The man who is considered the pioneer in the manufacture of Swiss chocolate, Francois Callier, opened the first Swiss chocolate factory in 1819. And in 1828, a Dutchman named Conrad Van Houten invented the cocoa press. His invention helped more by cutting the price of chocolate and improving the quality thereof oust cocoa butter, which makes the glass smooth consistency. In 1847, another innovation was made by Joseph Fry & Son when they discovered a way to add a little cocoa butter to the Dutch chocolate, add sugar and make a paste that can be shaped in a bar. The modern chocolate bar was born. Dr Fry and his son joined with Cadbury Brothers displayed chocolates for eating at an exhibition in Birmingham, England, in 1849. In 1851, Americans got their first taste of candy, chocolate creams, caramels and "candy" (sweets) to Prince Albert Exhibition in London.
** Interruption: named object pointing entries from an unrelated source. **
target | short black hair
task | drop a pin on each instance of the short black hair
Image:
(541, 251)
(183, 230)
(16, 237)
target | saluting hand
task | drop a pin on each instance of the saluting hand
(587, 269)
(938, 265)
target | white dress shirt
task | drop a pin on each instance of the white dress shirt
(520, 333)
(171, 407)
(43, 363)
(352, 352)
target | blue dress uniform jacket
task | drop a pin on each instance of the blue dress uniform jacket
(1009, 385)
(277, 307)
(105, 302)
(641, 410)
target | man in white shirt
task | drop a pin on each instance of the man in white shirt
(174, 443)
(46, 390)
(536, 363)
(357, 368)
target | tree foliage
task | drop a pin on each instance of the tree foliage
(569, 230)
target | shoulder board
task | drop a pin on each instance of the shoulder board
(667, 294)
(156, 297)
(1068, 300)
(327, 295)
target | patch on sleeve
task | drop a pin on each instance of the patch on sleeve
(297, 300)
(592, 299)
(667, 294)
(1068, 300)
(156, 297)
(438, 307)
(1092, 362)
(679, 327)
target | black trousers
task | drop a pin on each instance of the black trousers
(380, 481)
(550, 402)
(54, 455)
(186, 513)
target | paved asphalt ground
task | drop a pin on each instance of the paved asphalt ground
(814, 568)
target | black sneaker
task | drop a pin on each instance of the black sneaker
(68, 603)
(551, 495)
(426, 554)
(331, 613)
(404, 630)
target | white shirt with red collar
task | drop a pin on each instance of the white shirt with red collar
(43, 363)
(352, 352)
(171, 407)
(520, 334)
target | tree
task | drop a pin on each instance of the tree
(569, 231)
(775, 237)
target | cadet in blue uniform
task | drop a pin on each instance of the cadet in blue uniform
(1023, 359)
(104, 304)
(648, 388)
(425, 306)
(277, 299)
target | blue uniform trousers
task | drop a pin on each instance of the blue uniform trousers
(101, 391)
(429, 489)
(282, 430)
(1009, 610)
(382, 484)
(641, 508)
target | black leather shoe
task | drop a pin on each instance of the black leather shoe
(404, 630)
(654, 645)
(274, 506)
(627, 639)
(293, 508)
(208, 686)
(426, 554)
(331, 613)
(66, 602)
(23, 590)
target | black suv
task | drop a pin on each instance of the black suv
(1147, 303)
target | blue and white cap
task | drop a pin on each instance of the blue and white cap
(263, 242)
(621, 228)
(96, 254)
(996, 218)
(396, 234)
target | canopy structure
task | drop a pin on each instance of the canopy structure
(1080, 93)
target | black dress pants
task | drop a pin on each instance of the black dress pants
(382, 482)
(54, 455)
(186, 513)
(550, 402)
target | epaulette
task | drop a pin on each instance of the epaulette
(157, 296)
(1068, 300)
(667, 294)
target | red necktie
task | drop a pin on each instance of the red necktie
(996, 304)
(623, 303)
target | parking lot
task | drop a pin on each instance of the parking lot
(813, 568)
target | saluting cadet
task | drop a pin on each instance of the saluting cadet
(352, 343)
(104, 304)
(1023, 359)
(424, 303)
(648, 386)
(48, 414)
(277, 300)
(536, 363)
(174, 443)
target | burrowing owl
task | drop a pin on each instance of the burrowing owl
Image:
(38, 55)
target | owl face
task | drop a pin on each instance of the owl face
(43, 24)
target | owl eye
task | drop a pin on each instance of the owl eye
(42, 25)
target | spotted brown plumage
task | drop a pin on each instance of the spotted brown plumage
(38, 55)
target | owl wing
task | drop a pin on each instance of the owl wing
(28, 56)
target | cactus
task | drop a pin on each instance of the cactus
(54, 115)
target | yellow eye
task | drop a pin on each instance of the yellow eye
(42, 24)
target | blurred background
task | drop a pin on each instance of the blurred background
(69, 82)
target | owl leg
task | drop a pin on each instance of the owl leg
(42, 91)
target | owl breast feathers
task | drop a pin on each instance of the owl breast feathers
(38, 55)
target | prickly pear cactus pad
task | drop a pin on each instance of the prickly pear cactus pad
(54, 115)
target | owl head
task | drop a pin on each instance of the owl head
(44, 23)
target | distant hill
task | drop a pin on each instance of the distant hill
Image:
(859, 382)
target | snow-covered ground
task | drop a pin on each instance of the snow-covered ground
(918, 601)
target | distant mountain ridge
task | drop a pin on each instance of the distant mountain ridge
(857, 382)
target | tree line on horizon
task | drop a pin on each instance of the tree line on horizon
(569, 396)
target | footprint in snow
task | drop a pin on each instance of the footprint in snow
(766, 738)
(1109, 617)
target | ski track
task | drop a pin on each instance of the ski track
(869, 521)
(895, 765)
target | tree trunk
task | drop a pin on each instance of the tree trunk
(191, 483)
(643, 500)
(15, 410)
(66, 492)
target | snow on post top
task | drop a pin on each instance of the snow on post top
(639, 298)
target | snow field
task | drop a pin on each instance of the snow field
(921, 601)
In 1861, Richard Cadbury created the first known heart of shaped box for Valentine's Day, and seven years later, in 1868, John Cadbury mass produced and marketed the first boxes of chocolate candies. In 1876, Daniel Peter of Switzerland introduced chocolate milk to drink - a project he worked for eight years before he perfected. Also in 1879, Rodolphe Lindt of Berne, Switzerland has invented the new machine that heats and rolled the chocolate to refine it. The process was called "conching". After the chocolate was "conch" seventy-two hours and cocoa butter are added to this product was very smooth and creamy and could be turned into tasty comes. Lindt chocolates are still known and widely acclaimed in the world today.
Here's another little tidbit of history of chocolate ... chewing on the chocolatier accredited with bringing mass production for the chocolate manufacturing industry is Milton Hershey in Pennsylvania, United States. Mr Hershey was nicknamed "Henry Ford of chocolate."
The same year, the US Congress adopted a formal ban on cocoa which proved to be produced using slave labour. The same year as chocolatiers collected in its formal protest against the cruelty found on cocoa plantations, a Canadian named Arthur Garong introduced the first nickel chocolate bar.
In 1913, Swiss chocolate Jules Séchaud gave the chocolate industry a machine process for hollow chocolate shells filled. Then in 1926, Joseph Sheets, a Belgian chocolate, opened the doors of Godiva chocolates.
Today, most cocoa is grown and harvested by hand. But gone are the days when cruel plantation owners used slave labour to meet the needs in the world for chocolate. Today cocoa is produced by independent producers or cooperative groups worldwide.
While there are companies that make chocolates handmade, most of the production is done by machines. It is more profitable and allows companies to sell their products cheaper than those that manufacture their products.
Even today there are still some cultures that believe that chocolate is being used as a form of currency and for medicinal and religious purposes. In fact, the cocoa bean has a chemical called theobromine, which is used to treat high blood pressure because it widens the blood vessels.